Israelis are buying fewer automobiles and paying less for them because of two key reforms in the auto sector: raising the cost of company cars and offering tax reductions on environmentally-friendly vehicles. The trend was made clear in figures released on Tuesday by the Tax Authority, which showed that revenues from car-related taxes dropped 11.8% to NIS 8.2 billion last year, the second successive annual decline.
In fact, the impact the reforms had on automobile sales was bigger than the headline figure shows: The state's revenues from taxing new cars dropped 12.5%. On the other hand, tax from spare parts increased by 5.5%, the Tax Authority reported.
Tax officials blame the drop in new-car tax income to a 12.9% drop in vehicle imports to Israel in 2012. They attributed this large decline to the reform in assessing the tax value of company cars, valuing them at close to their real market value, which led to a sizable drop in vehicle acquisitions by company fleets. At the same time, the environmentally-friendly vehicle tax reform reduced the purchase tax on 82% of automobiles bought in Israel in 2012. Consumers paid reduced vehicle tax on these cars according to their level of emissions.
The government is expected to alter the structure of environmentally-friendly tax breaks following their unexpected widespread use by consumers. In the near future, more stringent environmental ranking are expected to be used for vehicles in assigning tax credits.

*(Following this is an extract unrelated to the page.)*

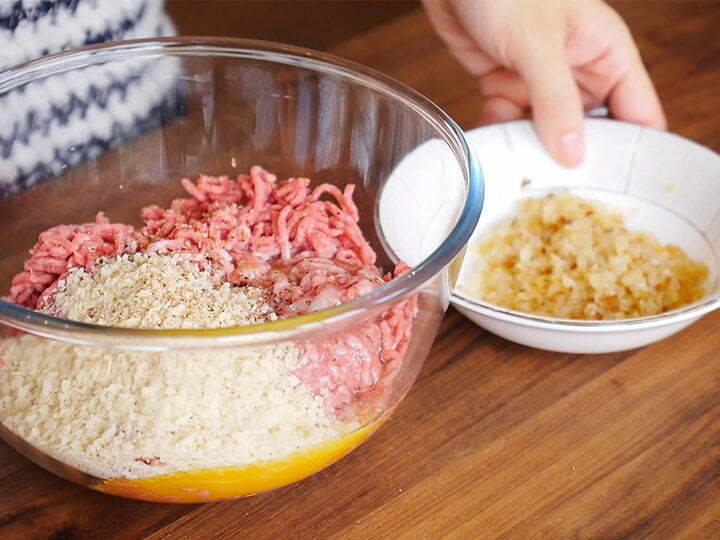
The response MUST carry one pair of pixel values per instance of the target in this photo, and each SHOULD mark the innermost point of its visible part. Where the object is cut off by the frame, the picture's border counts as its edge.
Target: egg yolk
(230, 482)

The price of used cars also dropped, according to the Tax Authority survey, due to competition with used cars sold from company fleets and low-polluting cars that became cheaper due to the tax credits. The Tax Authority also found that private vehicle owners drove 7% less in 2012, or 14,700 kilometer per year on average, compared with 2011. At the same time, those with company cars drove an average of 28,600 kilometers in 2012, 3% more than the distance they drove in 2011.